CFP 2028-2034 - les eurodéputés partagent des inquiétudes sur la gouvernance, le financement, l’inclusion et la formation professionnelle

La commission de la culture et de l’éducation (CULT) du Parlement européen a examiné, mercredi 24 septembre, la proposition de programme Erasmus+ pour la période 2028-2034. Présentée en juillet par la Commission européenne (EUROPE 13683/5), la proposition prévoit pour le prochain budget à long terme de l'UE (2028-2034) la fusion d’Erasmus+ et du Corps européen de solidarité, avec un budget porté à 41 milliards d’euros, contre 26,5 milliards actuellement.

Selon le chef d’unité à la Direction générale de l’éducation, de la jeunesse, du sport et de la culture (DG EAC) de la Commission européenne, Michael Teutsch, il s'agit tant d'« aider à faire face aux grands défis de compétitivité et de compétence », que de défendre « les valeurs européennes et la participation démocratique ».

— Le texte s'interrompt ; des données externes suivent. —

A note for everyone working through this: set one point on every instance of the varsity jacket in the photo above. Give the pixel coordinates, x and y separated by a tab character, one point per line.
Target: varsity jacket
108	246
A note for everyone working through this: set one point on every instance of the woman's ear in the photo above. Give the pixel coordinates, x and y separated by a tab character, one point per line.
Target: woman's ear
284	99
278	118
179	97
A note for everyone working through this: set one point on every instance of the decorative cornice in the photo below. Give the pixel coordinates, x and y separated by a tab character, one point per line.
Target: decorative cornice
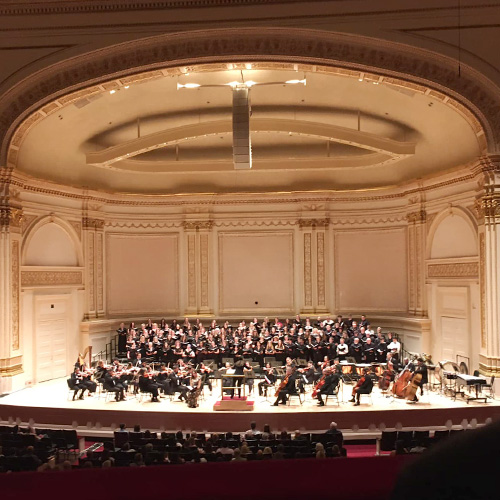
453	270
89	223
471	94
313	223
197	225
10	216
417	216
107	6
51	278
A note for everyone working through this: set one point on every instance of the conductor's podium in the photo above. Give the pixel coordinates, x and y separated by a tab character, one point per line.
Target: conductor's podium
230	384
234	404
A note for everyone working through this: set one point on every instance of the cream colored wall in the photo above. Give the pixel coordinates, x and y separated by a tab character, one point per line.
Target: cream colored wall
453	287
371	270
256	272
142	273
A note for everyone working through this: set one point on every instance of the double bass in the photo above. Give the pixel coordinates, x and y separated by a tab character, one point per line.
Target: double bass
283	384
319	385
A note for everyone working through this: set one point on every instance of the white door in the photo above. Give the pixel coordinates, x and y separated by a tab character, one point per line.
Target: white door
50	337
455	338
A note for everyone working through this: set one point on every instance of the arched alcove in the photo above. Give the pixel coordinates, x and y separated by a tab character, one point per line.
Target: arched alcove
50	244
453	236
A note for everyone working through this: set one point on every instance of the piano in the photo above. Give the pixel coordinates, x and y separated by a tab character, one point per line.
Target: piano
471	381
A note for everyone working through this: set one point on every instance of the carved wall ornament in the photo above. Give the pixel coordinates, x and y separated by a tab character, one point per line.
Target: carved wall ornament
313	223
307	270
191	270
196	225
89	223
482	284
417	216
15	288
317	50
10	216
51	278
27	221
453	270
320	280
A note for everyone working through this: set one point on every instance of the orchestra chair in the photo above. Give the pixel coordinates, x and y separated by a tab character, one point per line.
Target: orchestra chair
334	395
295	394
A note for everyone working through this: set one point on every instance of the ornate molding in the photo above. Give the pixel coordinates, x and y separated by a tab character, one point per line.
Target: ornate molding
320	279
454	270
471	94
204	270
313	223
89	223
15	294
191	244
307	270
11	217
196	225
417	216
51	278
482	285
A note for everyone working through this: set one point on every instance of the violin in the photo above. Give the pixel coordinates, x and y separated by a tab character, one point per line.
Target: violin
319	385
360	382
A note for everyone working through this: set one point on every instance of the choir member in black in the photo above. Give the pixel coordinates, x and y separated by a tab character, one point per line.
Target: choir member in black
111	383
147	384
382	350
75	383
138	362
309	374
421	369
269	380
122	339
290	388
164	381
369	351
342	350
177	385
365	387
356	350
205	372
239	370
330	384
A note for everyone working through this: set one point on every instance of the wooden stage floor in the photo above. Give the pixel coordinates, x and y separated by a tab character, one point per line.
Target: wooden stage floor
48	404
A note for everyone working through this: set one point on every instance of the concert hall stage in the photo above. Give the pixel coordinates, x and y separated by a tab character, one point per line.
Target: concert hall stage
50	403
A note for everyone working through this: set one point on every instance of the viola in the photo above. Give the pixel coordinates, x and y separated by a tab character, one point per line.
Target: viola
282	385
360	382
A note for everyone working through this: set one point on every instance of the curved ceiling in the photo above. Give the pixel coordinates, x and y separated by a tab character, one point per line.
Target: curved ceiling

La fusion avec le Corps européen de solidarité tend à « avoir une offre unique pour les jeunes », alliant mobilité, bénévolat et apprentissage tout au long de la vie.

Pour Nela Riehl (Verts/ALE, allemande), qui présidait la séance, « cette fusion entre le Corps et Erasmus+ représente un nouveau chapitre passionnant ». Néanmoins, a-t-elle rappelé, un « problème de gouvernance », relatif à la gestion et à la mise en œuvre du programme, est à résoudre. 

Bogdan Andrzej Zdrojewski (PPE, polonais), qui a salué la flexibilité du futur programme, s'est toutefois inquiété d'un affaiblissement de la solidarité, notamment pour le suivi des jeunes sans emploi ni formation. 

Hannes Heide (S&D, autrichien) a estimé qu’« Erasmus+ rest(ait) sous-financé » malgré l’augmentation annoncée et a ajouté que, même avec une hausse, « nous n’allons pas pouvoir vraiment transposer le double de ce que nous voudrions faire ».

En outre, Marcos Ros Sempere (S&D, espagnol) a rappelé que, sans un financement pour les coûts réels de mobilité, Erasmus+ risque de rester « inaccessible à tous ceux qui ne peuvent pas voyager ». Brigitte Van den Berg (Renew Europe, néerlandaise), quant à elle, a appelé à davantage de moyens destinés à la formation professionnelle, en dénonçant que l’égalité de traitement budgétaire avec les universités ne garantit pas une réelle égalité, en raison du nombre plus élevé d’étudiants concernés.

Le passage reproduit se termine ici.